# Технологии и коммуникации > Интернет >  Техподдержка абонентов IPTV и BYFLY

## bobom

Кого какие вопросы интересуют, задавайте

Работаю в техподдержке byfly нашего города (техперсонал)
Правила не читал)) Есть группа вконтакте, если можно вылаживать ссылки на другие ресурсы, требующие регистрации - оставлю ссылку на группу)

Сразу оговорюсь по поводу трехдневной проблеммы (и тв и буфлу), в Минске уже как вроде закончились работы, так что все должно запахать)))

В случае если не можете дозвонится до теъподдеркки, стучитесь 202450785, любо сюда, либо в личку, либо в группу вкантахте))

----------


## Sanych

> Есть группа вконтакте, если можно вылаживать ссылки на другие ресурсы, требующие регистрации - оставлю ссылку на группу)


Вообще такую ссылку, если она принесёт пользу нашим пользователям, разрешить могу.
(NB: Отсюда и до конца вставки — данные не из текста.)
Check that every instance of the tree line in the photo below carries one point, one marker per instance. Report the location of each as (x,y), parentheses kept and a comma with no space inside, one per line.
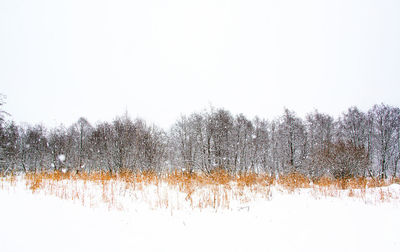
(357,144)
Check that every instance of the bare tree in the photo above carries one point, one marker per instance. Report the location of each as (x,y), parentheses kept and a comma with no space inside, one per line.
(385,122)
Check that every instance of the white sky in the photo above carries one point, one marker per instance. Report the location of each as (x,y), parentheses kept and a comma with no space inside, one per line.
(60,60)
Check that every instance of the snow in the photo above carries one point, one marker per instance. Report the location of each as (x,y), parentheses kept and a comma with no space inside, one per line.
(295,221)
(61,157)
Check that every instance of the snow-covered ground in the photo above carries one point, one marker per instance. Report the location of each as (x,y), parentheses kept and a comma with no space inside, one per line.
(298,221)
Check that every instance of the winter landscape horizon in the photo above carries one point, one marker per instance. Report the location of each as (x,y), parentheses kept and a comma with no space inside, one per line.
(214,125)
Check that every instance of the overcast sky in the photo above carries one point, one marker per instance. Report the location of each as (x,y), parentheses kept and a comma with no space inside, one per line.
(157,59)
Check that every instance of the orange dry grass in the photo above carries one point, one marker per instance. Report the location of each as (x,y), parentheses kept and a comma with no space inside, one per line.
(195,190)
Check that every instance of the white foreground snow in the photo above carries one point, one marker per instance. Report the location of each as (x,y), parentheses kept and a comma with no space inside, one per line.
(287,222)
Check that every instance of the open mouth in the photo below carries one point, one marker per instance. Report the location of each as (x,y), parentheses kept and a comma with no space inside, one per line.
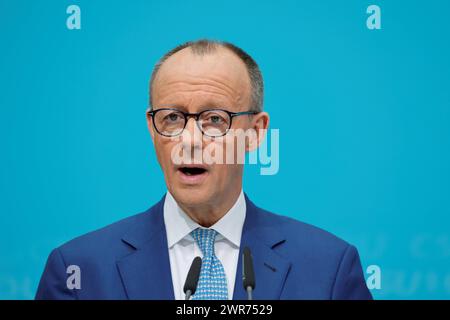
(192,171)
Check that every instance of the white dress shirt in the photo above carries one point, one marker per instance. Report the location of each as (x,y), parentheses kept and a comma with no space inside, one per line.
(183,248)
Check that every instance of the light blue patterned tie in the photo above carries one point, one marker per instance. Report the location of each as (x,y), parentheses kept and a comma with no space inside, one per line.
(212,284)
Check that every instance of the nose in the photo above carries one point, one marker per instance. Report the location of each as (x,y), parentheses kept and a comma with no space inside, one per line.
(193,132)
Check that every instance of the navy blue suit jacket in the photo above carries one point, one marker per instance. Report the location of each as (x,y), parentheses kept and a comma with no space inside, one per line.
(129,260)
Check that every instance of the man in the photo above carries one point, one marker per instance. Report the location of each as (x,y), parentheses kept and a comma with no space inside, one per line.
(201,93)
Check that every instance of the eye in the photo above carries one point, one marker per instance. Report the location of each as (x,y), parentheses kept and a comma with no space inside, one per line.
(215,119)
(172,117)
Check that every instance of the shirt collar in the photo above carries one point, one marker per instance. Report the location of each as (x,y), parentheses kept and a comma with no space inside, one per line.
(179,225)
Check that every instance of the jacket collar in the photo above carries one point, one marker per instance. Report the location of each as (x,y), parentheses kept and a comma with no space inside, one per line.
(146,272)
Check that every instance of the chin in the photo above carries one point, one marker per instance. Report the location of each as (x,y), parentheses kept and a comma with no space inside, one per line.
(191,196)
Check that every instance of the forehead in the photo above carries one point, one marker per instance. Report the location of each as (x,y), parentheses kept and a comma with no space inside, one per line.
(221,68)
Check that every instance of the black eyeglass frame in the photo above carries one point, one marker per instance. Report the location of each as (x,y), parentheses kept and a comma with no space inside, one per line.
(196,117)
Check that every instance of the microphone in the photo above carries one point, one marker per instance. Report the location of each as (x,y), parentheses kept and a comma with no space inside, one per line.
(192,278)
(248,275)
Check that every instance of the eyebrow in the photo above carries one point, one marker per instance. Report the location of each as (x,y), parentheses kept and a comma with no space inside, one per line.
(206,106)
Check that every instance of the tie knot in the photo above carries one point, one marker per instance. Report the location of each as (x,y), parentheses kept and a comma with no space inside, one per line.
(205,240)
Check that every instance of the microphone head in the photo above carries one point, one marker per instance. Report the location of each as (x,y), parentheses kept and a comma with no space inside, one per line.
(248,274)
(193,275)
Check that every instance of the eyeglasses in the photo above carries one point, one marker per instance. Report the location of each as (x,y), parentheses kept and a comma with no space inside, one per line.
(171,122)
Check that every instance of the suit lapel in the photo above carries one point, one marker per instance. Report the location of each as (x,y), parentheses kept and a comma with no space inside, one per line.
(146,273)
(270,269)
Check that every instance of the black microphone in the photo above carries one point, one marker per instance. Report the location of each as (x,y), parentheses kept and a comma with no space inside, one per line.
(248,275)
(192,278)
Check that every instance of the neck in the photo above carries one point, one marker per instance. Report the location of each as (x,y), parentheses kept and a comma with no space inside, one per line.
(208,214)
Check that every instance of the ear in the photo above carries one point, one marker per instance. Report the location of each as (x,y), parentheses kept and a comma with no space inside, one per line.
(150,127)
(260,124)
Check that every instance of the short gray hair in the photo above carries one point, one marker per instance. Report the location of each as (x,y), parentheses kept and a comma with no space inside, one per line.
(205,46)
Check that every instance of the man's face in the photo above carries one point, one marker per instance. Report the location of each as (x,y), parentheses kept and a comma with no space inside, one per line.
(193,83)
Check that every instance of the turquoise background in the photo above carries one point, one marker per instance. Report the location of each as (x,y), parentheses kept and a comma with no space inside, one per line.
(363,116)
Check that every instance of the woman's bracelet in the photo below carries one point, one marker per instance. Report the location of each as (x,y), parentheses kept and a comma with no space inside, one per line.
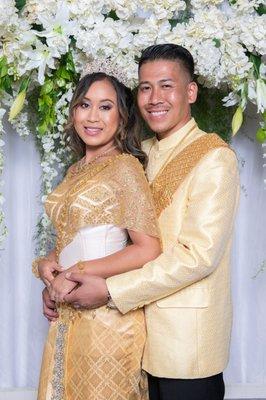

Другое дело, что где они её будут получать?? Толку тогда нам тут её держать

----------


## bobom

> Вообще такую ссылку, если она принесёт пользу нашим пользователям, разрешить могу. Другое дело, что где они её будут получать?? Толку тогда нам тут её держать


В контакте все же не все сидят)))
[Скрытая ссылка. Необходима регистрация. ]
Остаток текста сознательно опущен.